6.3 Omgevingsvergunning voor het uitvoeren van werken, geen bouwwerk zijnde, of van werkzaamheden
6.3.1 Uitvoeringsverbod zonder omgevingsvergunning
Het is verboden op of in de gronden met de bestemming 'Bos' zonder of in afwijking van een omgevingsvergunning de volgende werken, geen bouwwerk zijnde, aan te leggen of de volgende werkzaamheden uit te voeren:
-
a. het verwijderen, aanleggen en/ of verharden van bosbouwkundige ontsluitingswegen, voet-, fiets-, en/ of ruiterpaden;
-
b. het aanleggen van parkeerplaatsen;
-
c. het aanbrengen van oppervlakteverhardingen;
-
d. het kappen en/ of rooien van bomen en/ of houtgewas;
-
e. het ontgronden, afgraven, egaliseren, diepploegen en ophogen van gronden;
-
f. het aanleggen van ondergrondse of bovengrondse transport-, energie- en/ of communicatieleidingen, met uitzondering van het aanbrengen van leidingen uitsluitend ten behoeve van aansluiting van percelen op het openbare voorzieningennet.
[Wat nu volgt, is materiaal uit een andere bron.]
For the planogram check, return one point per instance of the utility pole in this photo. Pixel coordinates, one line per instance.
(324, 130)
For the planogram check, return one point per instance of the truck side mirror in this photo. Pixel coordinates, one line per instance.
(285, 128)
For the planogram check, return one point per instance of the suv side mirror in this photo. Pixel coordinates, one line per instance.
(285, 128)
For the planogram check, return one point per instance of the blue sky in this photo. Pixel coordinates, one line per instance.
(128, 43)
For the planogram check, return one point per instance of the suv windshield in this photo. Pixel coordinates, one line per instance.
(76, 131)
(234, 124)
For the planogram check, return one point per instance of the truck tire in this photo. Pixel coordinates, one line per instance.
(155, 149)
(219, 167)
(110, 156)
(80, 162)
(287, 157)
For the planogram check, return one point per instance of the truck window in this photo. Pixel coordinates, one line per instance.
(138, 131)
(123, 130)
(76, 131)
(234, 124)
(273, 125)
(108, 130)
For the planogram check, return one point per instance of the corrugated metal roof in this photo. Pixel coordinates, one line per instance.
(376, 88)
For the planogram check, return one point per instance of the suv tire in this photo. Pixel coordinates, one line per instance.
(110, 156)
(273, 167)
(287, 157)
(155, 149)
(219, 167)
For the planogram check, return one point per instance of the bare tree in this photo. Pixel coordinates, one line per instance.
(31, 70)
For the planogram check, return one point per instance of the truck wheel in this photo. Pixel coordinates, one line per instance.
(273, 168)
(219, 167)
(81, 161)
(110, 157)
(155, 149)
6.3.2 Uitzonderingen op het uitvoeringsverbod
Het verbod van lid 6.3.1 is niet van toepassing op werken en werkzaamheden:
-
a. die reeds in uitvoering zijn op het tijdstip van de inwerkingtreding van het plan;
-
b. die normaal onderhoud en beheer ten dienste van de bestemming betreffen;
-
c. waarvoor een vergunning is vereist krachtens de Natuurbeschermingswet;
-
d. die worden uitgevoerd krachtens een in het kader van de Natuurbeschermingswet vastgesteld beheersplan.
6.3.3 Voorwaarden voor een omgevingsvergunning
De werken of werkzaamheden als bedoeld in lid 6.3.1 zijn slechts toelaatbaar, indien daardoor de bosbouwkundige, landschappelijke en/of natuurlijke waarden niet onevenredig worden of kunnen worden aangetast, dan wel de mogelijkheden voor het herstel van die waarden niet onevenredig wordt of kan worden aangetast.